Si le Président des assises croit devoir, en vertu de ce pouvoir discrétionnaire, ordonner, non pas que le témoin lira les lettres, mais qu’elles seront remises à M. le Président des assises qui en donnera connaissance à MM. les jurés, à M. le Procureur général et à la défense...

M. le Président. — Si M. l’Avocat général ne s’y oppose pas, je ne laisserai pas lire ces lettres, mais je les ferai communiquer.

M. l’Avocat général. — Mais il y a une question très simple, ce sont des lettres de qui ? Ce sont des lettres de M. le colonel Picquart et de M. le général Gonse. tous deux sont cités comme témoins ; il me semble donc que c’est à eux qu’il appartient, si toutefois on peut le faire, sous toutes réserves de parler de ces lettres. Voilà la situation très nette.

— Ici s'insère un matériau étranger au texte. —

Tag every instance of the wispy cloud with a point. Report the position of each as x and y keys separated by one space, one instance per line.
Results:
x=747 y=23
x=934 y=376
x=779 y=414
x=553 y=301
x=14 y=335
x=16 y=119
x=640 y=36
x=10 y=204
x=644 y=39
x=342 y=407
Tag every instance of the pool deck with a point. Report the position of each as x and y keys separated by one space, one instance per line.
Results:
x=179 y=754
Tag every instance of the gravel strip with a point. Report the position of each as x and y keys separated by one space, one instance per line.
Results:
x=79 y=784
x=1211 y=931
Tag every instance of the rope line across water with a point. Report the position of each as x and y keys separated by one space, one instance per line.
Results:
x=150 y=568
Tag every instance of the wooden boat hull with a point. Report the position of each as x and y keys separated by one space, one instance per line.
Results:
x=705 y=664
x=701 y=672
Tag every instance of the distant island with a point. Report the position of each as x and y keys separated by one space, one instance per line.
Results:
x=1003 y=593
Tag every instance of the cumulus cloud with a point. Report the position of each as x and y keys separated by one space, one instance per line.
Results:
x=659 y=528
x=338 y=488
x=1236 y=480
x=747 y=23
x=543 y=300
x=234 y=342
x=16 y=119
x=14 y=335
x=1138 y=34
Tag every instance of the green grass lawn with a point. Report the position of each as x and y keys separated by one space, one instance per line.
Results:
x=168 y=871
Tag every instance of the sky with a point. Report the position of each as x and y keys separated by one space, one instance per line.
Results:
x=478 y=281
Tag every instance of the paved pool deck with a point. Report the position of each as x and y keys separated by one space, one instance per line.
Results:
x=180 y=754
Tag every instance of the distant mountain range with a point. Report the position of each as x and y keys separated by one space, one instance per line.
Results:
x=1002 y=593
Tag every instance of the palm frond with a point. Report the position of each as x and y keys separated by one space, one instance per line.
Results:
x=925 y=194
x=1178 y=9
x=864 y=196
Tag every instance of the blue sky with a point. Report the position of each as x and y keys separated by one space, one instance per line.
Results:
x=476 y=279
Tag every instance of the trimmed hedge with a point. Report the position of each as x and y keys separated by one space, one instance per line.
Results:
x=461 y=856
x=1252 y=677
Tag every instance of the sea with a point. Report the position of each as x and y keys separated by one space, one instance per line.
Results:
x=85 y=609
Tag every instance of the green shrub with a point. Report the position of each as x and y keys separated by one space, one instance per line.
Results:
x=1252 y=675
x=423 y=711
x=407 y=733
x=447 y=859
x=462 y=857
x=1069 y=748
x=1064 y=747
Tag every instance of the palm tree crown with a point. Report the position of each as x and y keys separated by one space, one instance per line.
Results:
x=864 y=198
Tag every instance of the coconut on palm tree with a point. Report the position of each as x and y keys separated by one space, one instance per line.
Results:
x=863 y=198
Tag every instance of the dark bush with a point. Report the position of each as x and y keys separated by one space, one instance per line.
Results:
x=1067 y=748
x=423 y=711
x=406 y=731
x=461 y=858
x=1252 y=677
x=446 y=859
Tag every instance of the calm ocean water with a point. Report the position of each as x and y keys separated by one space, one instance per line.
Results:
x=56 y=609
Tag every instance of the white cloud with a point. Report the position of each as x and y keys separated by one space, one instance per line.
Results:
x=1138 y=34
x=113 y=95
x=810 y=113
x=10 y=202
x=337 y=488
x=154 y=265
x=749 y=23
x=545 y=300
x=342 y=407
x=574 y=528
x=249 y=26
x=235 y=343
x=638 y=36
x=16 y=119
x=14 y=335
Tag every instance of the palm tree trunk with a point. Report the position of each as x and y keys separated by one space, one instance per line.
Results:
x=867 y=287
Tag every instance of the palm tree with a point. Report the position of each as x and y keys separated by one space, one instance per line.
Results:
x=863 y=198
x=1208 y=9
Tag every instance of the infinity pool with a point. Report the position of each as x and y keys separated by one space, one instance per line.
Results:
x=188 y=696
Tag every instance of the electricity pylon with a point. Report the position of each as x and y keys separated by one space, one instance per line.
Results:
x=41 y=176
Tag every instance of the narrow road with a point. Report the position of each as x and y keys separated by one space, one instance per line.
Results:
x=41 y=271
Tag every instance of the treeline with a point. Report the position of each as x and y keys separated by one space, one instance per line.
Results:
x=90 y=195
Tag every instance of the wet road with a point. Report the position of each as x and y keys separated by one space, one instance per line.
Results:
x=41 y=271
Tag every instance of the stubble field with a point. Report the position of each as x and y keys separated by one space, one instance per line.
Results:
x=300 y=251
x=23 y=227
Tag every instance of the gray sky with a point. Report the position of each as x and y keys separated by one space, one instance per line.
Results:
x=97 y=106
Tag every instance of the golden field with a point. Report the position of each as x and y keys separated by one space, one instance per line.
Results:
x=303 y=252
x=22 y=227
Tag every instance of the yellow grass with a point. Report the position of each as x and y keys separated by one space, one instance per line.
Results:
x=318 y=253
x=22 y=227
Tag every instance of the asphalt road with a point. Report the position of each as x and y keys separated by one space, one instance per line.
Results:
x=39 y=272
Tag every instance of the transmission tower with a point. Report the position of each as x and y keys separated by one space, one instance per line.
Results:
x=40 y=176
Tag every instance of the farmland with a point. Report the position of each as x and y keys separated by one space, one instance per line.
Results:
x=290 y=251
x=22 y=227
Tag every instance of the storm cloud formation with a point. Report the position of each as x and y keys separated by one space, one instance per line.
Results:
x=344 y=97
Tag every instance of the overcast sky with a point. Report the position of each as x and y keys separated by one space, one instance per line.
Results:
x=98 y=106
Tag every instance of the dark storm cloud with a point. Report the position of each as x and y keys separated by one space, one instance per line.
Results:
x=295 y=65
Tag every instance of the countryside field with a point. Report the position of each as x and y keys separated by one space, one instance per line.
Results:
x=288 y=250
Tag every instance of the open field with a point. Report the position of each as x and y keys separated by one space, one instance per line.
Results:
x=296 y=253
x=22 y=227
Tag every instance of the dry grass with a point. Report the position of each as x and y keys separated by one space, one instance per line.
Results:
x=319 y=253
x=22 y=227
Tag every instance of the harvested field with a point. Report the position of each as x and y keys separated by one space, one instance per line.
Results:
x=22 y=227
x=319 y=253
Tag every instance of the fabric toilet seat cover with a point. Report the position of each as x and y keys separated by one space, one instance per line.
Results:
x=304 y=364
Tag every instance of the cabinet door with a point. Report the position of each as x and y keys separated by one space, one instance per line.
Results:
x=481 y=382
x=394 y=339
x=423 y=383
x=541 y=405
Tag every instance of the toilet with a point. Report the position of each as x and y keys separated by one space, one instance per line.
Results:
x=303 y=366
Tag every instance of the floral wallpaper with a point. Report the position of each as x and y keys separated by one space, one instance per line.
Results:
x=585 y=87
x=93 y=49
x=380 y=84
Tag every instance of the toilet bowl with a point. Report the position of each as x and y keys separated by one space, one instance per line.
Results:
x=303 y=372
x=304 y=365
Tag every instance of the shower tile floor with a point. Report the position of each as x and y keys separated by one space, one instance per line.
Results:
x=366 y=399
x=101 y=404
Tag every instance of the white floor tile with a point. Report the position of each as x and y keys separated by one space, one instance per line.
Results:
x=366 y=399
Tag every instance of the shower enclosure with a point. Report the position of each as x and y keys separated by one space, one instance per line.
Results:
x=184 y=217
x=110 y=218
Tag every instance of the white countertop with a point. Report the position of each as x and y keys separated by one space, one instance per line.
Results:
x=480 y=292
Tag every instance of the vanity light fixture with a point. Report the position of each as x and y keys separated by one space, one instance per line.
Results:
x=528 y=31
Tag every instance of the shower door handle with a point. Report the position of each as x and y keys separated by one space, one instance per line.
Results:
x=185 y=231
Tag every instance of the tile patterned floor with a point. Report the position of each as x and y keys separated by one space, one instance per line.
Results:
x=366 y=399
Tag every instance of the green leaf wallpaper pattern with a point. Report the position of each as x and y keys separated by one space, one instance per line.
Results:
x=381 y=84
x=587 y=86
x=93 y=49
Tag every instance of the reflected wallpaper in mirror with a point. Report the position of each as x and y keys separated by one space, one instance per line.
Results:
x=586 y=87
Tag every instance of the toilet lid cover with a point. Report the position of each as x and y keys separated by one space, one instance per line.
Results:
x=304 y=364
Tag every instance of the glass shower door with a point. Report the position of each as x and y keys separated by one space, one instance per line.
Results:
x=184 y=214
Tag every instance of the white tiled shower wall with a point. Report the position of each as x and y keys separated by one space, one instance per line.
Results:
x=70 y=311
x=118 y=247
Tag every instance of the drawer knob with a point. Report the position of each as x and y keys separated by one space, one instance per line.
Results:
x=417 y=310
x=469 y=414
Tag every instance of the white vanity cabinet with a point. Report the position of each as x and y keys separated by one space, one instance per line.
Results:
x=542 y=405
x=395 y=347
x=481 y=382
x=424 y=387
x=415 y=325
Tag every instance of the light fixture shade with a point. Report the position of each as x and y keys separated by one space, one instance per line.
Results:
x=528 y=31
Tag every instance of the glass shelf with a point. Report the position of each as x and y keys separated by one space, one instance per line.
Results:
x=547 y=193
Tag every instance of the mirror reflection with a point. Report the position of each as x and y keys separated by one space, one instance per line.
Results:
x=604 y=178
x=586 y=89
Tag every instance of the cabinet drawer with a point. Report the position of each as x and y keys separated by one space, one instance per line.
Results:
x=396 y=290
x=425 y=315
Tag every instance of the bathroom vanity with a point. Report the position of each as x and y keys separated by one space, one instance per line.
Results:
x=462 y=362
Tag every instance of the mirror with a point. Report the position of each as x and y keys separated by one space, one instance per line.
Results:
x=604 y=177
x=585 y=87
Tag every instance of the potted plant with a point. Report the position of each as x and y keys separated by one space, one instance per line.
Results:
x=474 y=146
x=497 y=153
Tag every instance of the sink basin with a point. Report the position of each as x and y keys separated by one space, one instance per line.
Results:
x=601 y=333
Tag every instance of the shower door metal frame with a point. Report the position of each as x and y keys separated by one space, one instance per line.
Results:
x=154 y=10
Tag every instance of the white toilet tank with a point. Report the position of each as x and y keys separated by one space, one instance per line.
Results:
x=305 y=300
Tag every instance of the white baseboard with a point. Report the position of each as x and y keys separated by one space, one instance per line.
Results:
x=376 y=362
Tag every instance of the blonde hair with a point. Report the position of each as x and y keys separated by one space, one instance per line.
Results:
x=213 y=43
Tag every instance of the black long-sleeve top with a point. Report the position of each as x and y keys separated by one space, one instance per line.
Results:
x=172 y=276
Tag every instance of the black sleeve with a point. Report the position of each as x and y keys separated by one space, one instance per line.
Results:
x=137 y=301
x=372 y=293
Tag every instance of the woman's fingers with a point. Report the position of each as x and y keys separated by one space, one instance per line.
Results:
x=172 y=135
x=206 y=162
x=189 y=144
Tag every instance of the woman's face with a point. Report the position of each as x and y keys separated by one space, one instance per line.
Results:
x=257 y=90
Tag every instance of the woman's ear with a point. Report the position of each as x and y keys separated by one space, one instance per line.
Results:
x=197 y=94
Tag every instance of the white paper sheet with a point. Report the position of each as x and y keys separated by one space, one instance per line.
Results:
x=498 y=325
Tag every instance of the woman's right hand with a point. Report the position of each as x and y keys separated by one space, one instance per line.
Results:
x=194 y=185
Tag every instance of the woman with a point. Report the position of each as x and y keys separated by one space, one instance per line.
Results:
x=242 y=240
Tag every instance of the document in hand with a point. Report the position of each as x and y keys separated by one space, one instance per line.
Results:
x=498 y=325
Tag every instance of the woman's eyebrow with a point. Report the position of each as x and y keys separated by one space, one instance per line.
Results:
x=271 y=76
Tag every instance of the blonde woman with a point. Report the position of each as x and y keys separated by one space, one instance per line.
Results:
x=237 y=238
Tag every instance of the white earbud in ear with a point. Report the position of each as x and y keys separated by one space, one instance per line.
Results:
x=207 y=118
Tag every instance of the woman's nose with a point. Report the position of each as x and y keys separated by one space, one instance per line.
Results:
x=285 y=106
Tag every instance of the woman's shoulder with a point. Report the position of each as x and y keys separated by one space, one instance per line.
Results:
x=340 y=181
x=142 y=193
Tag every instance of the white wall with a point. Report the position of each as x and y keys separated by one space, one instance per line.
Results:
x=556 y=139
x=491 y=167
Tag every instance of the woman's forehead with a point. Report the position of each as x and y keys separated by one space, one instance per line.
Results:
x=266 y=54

Me Labori. — Nous n’avons pas à rechercher ici à qui il appartient de parler de ces lettres, ou qui, de M. le général Gonse ou de M. le colonel Picquart, devra en parler ; ils en parleront s’ils le jugent convenable. Il s’agit en ce moment d’un incident très précis : M. Seheurer-Kestner offre de verser aux débats les lettres du général Gonse et du colonel Picquart. M. l’Avocat général y consent-il ? Si non, je vais avoir l’honneur de déposer sur le bureau de la Cour des conclusions afin qu’elle ordonne, dans l’intérêt de la manifestation de la bonne foi des prévenus, que ces pièces soient versées aux débats malgré la résistance de M. l’Avocat général.

M. le Président. — Encore une fois, c’est contraire aux dispositions de l’article 52 de la loi de 1881.

Me Labori. — La Cour statuera.

M. le Président. — Il n’y a même pas à discuter.

Me Labori. — Mais, je vous demande pardon...

M. le Président. — Lisez l’article 52 de la loi de 1881.

Me Labori. — Nous allons lire, si vous le voulez bien, le commentaire de M. Barbier... Véritablement, Messieurs, comme il faut avoir, sous les apparences de l’indignation et de la colère, de la patience !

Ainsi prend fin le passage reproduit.